# Preparing a Dataset

This document walks through the full process of preparing a new non-synthetic dataset for benchmarking. The high-level steps are:

1. Load source data into S3
2. Create a config and sample the data at each size you need
3. Convert the sampled parquet data to CSV

## Step 1: Load Source Data into S3

Upload your source data as partitioned parquet files to S3. Each table should be in its own subdirectory under a `source/parquet/` path (filename doesn't matter):

```text
s3://paradedb-ci-benchmark/datasets/{dataset-name}/source/parquet/
├── {table_a}/
│   ├── part-0001.parquet
│   ├── part-0002.parquet
│   └── ...
├── {table_b}/
│   └── ...
└── {table_c}/
    └── ...
```

For example, for the Stack Overflow dataset:

```text
s3://paradedb-ci-benchmark/datasets/stackoverflow/source/parquet/
├── stackoverflow_posts/
├── comments/
└── users/
```

## Step 2: Create a Config and Sample

### Writing the Config

Create a TOML config file at `datasets/{dataset-name}/config.toml` that describes your table relationships. The config specifies which table is the root (the one that gets sampled directly) and how child tables relate to it via joins.

```toml
root_table = "root_table_name"
sampling_seed = 723               # Fixed seed for deterministic results

[[tables]]
name = "root_table_name"

[[tables]]
name = "child_table"
parent = "root_table_name"
parent_join_col = "id"            # Column in the parent table
join_col = "parent_id"            # Corresponding column in the child table
```

Fields:

- `root_table` -- The primary table. The `--rows` argument controls how many rows are sampled from this table.
- `sampling_seed` -- Seed for deterministic, reproducible sampling.
- `[[tables]]` -- One entry per table. The root table has no `parent`. Child tables specify `parent`, `parent_join_col`, and `join_col` to define the relationship.

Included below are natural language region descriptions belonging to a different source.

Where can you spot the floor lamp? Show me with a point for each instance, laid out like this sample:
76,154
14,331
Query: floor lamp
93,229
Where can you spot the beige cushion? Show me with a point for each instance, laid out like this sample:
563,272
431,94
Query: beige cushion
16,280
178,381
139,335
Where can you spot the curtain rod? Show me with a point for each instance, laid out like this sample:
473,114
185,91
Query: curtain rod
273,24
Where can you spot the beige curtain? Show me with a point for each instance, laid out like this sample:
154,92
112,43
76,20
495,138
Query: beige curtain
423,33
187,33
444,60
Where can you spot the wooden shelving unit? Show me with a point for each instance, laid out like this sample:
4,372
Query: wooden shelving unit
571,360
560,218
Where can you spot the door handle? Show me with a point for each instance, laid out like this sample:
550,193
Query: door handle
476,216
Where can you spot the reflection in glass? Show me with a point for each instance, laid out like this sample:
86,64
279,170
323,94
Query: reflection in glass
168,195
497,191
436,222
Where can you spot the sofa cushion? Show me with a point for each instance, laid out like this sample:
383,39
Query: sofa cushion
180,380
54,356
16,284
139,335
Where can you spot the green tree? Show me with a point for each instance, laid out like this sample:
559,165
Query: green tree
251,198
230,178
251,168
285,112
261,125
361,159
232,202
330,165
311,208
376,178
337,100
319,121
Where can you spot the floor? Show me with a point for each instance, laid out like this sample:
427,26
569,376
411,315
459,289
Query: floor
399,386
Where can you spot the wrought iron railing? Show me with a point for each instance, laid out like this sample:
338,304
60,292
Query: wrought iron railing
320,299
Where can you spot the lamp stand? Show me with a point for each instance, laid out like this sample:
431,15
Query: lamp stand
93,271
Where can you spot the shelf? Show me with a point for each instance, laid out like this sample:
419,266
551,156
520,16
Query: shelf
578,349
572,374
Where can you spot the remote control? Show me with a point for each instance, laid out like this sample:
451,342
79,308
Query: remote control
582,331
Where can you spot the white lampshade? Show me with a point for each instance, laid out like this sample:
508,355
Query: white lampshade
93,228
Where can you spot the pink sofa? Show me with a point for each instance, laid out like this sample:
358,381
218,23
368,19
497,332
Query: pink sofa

Child tables are not sampled independently. Instead, they are filtered via an inner join with their parent table, so only rows that reference a sampled parent row are kept. This preserves referential integrity across the dataset.

Tables can form a hierarchy (a child can be a parent of another table). They are processed in topological order.

See `datasets/stackoverflow/config.toml` for a real example.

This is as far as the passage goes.